Unfortunately, there hasn’t been a major new WAN technology introduced into the market in over a decade. Enterprise networks, today, have been consolidating to two WAN services: MPLS and the Internet. Yet, enterprise applications have gone through a large-scale shift with rapid Cloud adoption. So, how can the WAN keep up when application models are changing in revolutionary ways? Lets investigate. (For in-depth understanding, you should download my 2015 WAN Architecture and Design Report).

The traditional approach to designing a branch office WAN is to have low-speed access to a service provider’s MPLS network at each branch office and to have one or more higher speed links at each data center. In this design, it is common to have some or all of a company’s Internet traffic backhauled to a data center before being handed off to the Internet. This design was widely adopted years ago when the vast majority of an organization’s traffic was intra-company data traffic that flowed between branch office and data center.

I recently co-authored a report entitled The 2015 State of the WAN Report. That report contained the results of a survey that was recently taken by over 100 IT professionals. I asked the survey respondents to indicate how much of their Internet traffic was backhauled. Half the respondents indicated that they backhaul the majority of their Internet traffic and 40% of the respondents indicated that they backhaul more than 80% of their Internet traffic.

Backhauling Internet traffic enables a network organization to have control over this traffic prior to handing it off to the Internet. However, one of the limitations of this design is that since the Internet traffic transits the MPLS link, this adds both cost and delay. One of the key trends in our industry is the continually increasing use of public cloud services. The State of the WAN Report contained the results of a question that asked the respondents to indicate which applications were driving the biggest increases in the use of the Internet. By a wide margin, the biggest driver was public cloud services.

Cloud providers strive to improve application performance with multiple options, like, global DNS, geographical distribution of data centers, direct peering, and more. But, the rigid manner in which WANs have been architected tends to nullify the benefits of these methods. The vendors that have solved these problems have done so by bringing forward a dynamic new architecture that is changing the WAN in a way that is similar to how virtualization transformed compute. This new approach is called Software-Defined WAN and I will get into the solution details in later blogs.

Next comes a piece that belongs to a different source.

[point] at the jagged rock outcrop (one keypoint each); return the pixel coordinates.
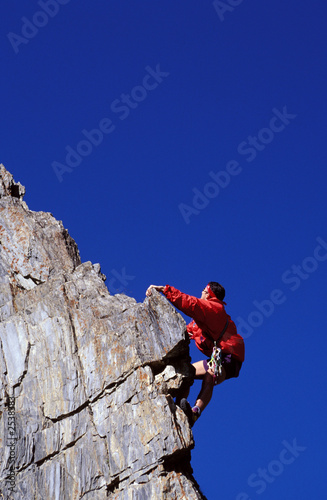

The growing use of public cloud services isn’t the only reason why the traditional WAN design model is under attack. In addition to the constant pressure to reduce cost, other reasons include the growing requirement to carry increasing volumes of intra- and inter-company voice and video traffic, increase security and improve application performance. In subsequent blogs I will continue the discussion of the WAN – where is it now and where is it heading?